But in my area, the electricity is being generated by fossil fuel burning power plants, so the pollution is just at a different point. I don’t see any special reason to pat yourself too hard on the back over buying an electric vehicle.
How many people are oblivious to the fact that the energy of fossil fuel is converted to the electricity they use to charge their EV's battery?
This has already been answered, but I just wanted to drive it home a little further.
A medium-largish sized coal plant will burn through
$1 Million worth of coal a day. Forget regulation or whatever, the power companies have an
enormous incentive to make use of that fuel as efficiently as possible. Even a 1% efficiency improvement will save them $2.6 Million per year per plant. Car manufacturers have nowhere near the same incentive to be fuel efficient, and individual car owners have next to zero incentive to keep their engines in good repair. In a rough approximation, this is
why it's
so much cheaper to buy electricity for your electric car than it is to buy gas for your gas car, because that's simply the more efficient use of fuel. And by using
less fuel, electric cars thereby produce
less pollution, even assuming coal power.
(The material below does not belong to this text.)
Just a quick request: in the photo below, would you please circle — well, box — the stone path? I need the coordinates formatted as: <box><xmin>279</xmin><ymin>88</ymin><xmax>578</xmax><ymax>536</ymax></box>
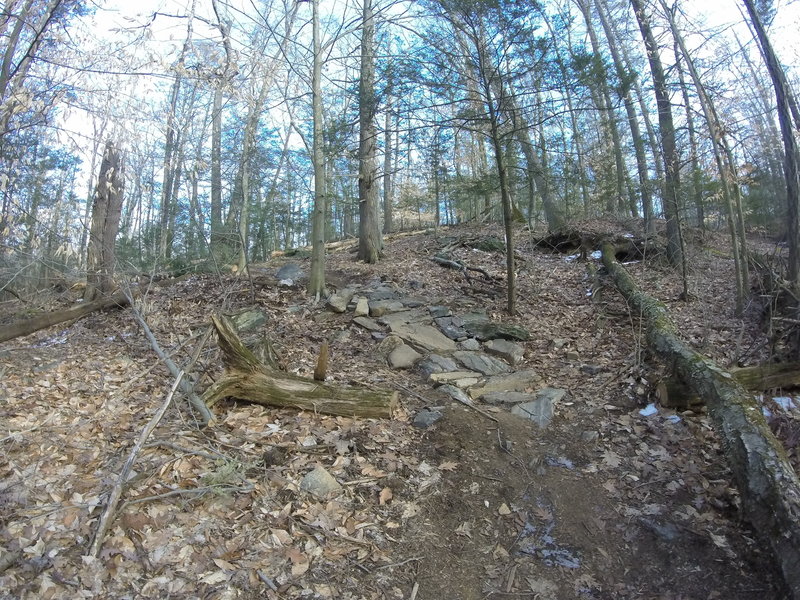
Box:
<box><xmin>325</xmin><ymin>281</ymin><xmax>566</xmax><ymax>430</ymax></box>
Secondly, from an environmental perspective, it is far easier and cheaper to scrub the output of a few large power plants than it is to scrub the output of hundreds of thousands of cars. And just ensuring a full, clean burn (which again, power plants are incentivized to do much better than individual cars, see again fuel costs) goes a long way to reducing certain types of pollutants, like Carbon Monoxide.
Thirdly, a gas car is a gas car forever. An electric car is only as "dirty" as the power source is, which can change. People install solar panels on their house, coal plants get shut down in favor of cheaper wind turbines, etc.
So no it is not simply "pollution at a different point", and no, "they" are not the oblivious ones here.